Hilton said that its full-service collection brands – Curio Collection by Hilton and Tapestry Collection by Hilton – opened 40 hotels last year.
The company said that it planned to expand further in the coming years, as the global operators continued to lean on their soft brands.
Jenna Hackett, global head, Hilton’s collection brands, said: “Today, Curio Collection and Tapestry Collection offer travellers distinctive experiences at more than 100 hotels worldwide – from enjoying locally sourced seafood from the surrounding ocean waters as part of the Dock to Dish program at Baker’s Cay Resort Key Largo, to admiring the original chocolate factory design at The Wilbur Lititz near historic Hershey, Pennsylvania.
“Hilton’s collection brands promise our guests an enriching travel experience.

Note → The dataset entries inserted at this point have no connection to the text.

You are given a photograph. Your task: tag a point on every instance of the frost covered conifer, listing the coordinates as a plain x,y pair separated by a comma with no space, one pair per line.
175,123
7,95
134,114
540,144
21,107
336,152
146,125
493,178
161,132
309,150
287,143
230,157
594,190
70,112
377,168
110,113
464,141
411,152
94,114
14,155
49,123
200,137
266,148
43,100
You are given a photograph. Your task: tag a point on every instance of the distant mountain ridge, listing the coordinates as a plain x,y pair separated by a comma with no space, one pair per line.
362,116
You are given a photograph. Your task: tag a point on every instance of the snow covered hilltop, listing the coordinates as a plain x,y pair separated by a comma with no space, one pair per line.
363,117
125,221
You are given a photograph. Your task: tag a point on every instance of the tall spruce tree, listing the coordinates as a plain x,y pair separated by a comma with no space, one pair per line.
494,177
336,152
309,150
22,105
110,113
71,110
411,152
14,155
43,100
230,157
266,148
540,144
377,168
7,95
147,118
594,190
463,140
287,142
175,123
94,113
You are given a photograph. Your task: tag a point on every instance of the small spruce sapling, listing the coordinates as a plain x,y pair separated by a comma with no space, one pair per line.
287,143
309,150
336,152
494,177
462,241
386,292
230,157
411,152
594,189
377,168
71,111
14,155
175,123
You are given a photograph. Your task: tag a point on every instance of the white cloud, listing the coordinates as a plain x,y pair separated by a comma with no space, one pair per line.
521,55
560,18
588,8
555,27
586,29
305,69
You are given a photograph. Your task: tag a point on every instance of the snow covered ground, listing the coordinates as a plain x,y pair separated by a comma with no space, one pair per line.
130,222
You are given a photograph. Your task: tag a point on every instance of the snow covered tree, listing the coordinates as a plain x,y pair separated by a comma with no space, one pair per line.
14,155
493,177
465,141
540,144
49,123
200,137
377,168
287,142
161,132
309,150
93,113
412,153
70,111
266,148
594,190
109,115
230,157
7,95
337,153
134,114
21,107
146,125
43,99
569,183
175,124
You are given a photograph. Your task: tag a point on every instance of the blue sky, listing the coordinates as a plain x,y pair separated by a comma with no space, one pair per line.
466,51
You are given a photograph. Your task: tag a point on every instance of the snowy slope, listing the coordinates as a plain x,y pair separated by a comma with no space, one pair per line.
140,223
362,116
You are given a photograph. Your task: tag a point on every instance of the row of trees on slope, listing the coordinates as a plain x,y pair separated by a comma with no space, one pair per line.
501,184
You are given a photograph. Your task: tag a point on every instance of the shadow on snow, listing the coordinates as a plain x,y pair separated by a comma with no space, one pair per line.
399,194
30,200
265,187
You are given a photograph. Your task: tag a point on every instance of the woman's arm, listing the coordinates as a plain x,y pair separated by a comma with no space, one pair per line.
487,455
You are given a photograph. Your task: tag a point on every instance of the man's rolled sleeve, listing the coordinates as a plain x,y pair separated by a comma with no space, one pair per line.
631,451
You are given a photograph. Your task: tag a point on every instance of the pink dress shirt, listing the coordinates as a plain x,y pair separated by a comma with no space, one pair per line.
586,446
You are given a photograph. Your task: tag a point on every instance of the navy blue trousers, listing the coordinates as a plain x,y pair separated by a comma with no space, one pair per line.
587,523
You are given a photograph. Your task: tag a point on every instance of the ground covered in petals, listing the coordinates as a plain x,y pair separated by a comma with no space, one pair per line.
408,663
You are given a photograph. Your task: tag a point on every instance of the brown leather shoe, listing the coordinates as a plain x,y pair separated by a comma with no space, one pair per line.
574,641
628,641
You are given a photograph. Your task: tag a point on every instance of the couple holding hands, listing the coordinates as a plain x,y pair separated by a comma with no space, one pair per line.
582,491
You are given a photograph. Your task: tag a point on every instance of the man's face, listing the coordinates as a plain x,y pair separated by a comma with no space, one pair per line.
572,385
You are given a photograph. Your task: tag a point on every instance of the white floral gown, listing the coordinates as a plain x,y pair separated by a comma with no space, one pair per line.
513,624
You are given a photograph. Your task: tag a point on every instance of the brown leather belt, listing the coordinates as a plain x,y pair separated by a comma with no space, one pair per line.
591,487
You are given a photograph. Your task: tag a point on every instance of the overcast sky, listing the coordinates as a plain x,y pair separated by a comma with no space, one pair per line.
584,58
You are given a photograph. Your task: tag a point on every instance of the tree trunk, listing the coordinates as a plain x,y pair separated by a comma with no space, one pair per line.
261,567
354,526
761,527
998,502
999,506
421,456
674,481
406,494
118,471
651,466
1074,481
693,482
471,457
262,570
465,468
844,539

Through the introduction of unique hotels to our growing global portfolio, we can maintain that promise on an even greater scale with anticipated openings in destinations like Lisbon, Paris and Madrid.”
The global operators have continued to build their soft brand options. In 2017, the Wyndham Hotel Group took itself to 19 brands with the launch of The Trademark Hotel Collection, a soft brand aimed at upper-midscale and above, which it said was designed for independent entrepreneurs who have built ‘an iconic hotel and are looking to boost its distinctive legacy with unmatched support’.
Lisa Checchio, Wyndham Hotel Group’s VP, brand marketing and insights, said: “A trademark is a symbol of character, an emblem of individuality. Trademark isn’t just another brand: it’s a rally cry for independent entrepreneurs who aren’t afraid to make their own mark. The Trademark Hotel Collection is the next step in our mission to flip the script on existing expectations and champion all hoteliers by offering them an independent choice outside of the current luxury and upscale options available.”
“The explosion of soft brands in the last several years has been focused on luxury and upscale hoteliers – with demand still growing at a rate of nearly 20% – leaving a market void for independent hoteliers in the upper-midscale segment, the largest segment accounting for 18% of rooms in the US,” said Chip Ohlsson, Wyndham Hotel Group’s CDO.
Wyndham’s announcement came shortly after Marriott International said that it would be leaning on its collection brands for growth.
“With our three-tier collection strategy that includes The Luxury Collection, Autograph Collection Hotels and Tribute Portfolio brands, independent hoteliers have more options to leverage Marriott’s powerful loyalty and distribution channels, whether through a new build or conversion hotel, depending on the location and physical product,’ said Tony Capuano, EVP and global CDO, Marriott International. ‘We’re seeing increased demand for Marriott’s collection brands given consumers’ desire to stay at properties with unique stories and independent hotel owners realising that Marriott’s size and scale can drive significant value to their properties.’
‘Size, scale and choice really do matter in the complicated distribution environment that we are in,’ noted Stephanie Linnartz, EVP, chief commercial officer, Marriott International. ‘Independent hotels are an invaluable part of our portfolio, because they make our loyalty programme more compelling, our sales efforts more effective and our overall hotel portfolio even more attractive to guests.”
Insight: When is a brand not a brand? When it’s a hotel which, to the naked eye, appears to be independent, with an identity all its own, but is really linked into the booking system of, say, a Hilton or a Marriott. Not everyone is dead keen on hoisting a flag over their property, but most hotels are eager to access those glorious millions of loyalty programme members.
And for those hotel CEOs staring down the barrel of their next quarterly report, it’s all free pipeline, a plug and play which adds numbers and adds a bit of excitement for those loyalty members looking for a touch of uniqueness in a world of, well, brands. It’s le win-win, non?
Well not always. Easily bolted-on hotels are easily unbolted and this hack has spoken to owners who have signed their unique property into a collection, safe in the knowledge that they can pull it out again if they don’t like it after a year or so. While this isn’t as bad for the operators as a rebadging, it’s a trial. Likewise, savvy owners are also looking at the likes of Leading Hotels, or the OTAs for their route to market, so competition can mean that the operators are being beaten down on fees.
But while we go fishing for our tiny violins, it’s worth noting that for every rambunctious owner, the imminent downturn is likely to see many seeking shelter with the brands. And, with the launch of new soft brands a constant - Accor launched one only last year - there are plenty of non-brands to pick from.